Time to put down the (pink) salt shaker?
Salt, regardless of its colour, isn’t the best thing for your health. It’s packed with sodium, which can elevate your blood pressure, and if consumed in excess, can lead to a host of health problems including heart failure, kidney stones and even stomach cancer.
Pink salt is no exception, and could actually be doing you even more harm due to the potential presence of contaminants.

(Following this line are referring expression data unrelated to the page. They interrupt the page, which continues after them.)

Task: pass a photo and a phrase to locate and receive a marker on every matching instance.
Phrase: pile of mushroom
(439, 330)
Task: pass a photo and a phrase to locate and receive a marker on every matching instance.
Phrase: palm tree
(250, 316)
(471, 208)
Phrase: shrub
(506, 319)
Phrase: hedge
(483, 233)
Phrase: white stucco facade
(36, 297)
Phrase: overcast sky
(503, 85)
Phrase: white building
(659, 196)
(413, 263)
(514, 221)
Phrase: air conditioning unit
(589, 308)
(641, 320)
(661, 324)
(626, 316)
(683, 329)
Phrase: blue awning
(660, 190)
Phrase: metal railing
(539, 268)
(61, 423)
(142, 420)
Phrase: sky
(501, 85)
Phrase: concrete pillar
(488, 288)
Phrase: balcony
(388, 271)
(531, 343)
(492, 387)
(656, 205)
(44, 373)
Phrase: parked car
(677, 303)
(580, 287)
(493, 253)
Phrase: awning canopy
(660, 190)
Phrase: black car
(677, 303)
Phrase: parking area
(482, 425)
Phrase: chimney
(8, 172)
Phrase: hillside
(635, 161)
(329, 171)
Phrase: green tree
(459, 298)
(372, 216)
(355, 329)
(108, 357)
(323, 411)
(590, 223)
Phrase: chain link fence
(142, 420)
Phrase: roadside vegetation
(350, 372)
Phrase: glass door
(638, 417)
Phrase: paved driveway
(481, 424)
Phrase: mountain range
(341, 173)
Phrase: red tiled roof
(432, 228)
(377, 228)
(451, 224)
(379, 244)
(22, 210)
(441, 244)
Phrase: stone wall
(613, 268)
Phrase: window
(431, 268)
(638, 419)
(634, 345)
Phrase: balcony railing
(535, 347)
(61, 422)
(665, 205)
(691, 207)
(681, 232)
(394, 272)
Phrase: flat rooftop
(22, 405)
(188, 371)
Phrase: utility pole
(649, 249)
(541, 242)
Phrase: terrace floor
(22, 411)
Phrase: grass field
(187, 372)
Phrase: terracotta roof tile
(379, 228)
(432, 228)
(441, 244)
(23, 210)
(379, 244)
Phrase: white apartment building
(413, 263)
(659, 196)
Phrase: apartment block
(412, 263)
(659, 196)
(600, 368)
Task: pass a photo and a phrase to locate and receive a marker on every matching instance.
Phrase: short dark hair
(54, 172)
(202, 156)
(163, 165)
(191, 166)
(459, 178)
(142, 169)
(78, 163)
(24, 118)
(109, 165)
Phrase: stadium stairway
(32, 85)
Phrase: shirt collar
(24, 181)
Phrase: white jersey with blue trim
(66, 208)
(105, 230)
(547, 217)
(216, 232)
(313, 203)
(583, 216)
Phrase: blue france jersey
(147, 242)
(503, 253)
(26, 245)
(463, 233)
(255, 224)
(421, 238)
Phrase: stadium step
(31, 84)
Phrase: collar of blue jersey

10 ways to cut back on salt
The reality is that most of us eat far too much salt. Yes, we need some sodium for our bodies to function properly, but we can get all that we need from basic wholefoods (seafood, bread and milk, for example). There’s no need to add salt – the fancy pink kind, or otherwise – to you meals, either in cooking or at the table.
If you’re looking to cut back on salt, here are my top ten tips for ditching the salt shaker. And don’t think your food is going to be bland and boring forever – your taste buds quickly adapt to less salt and will appreciate the use of other flavour makers to liven up your meals.
- Swap salt for fresh herbs and spices on chicken and fish.
- Ditch store-bought condiments in place of chilli and garlic.
- Make your own sauces at home from scratch (goodbye jars of bolognese sauce).
- Swap stock for water in soups and stews.
- Replace processed meats, like sausages and bacon, with fresh beef or pork.
- Opt for fresh fruit or yoghurt over-processed snacks like chips and pretzels.
- Choose reduced and no-added-salt- varieties where possible.
- Get creative in the kitchen and make your favourite takeaways at home. Pizza night, anyone?
- Drain and rinse canned beans under running water to wash away some of the salt.
- Experiment with citrus fruits (lemon, lime, orange) for a different flavour punch on proteins.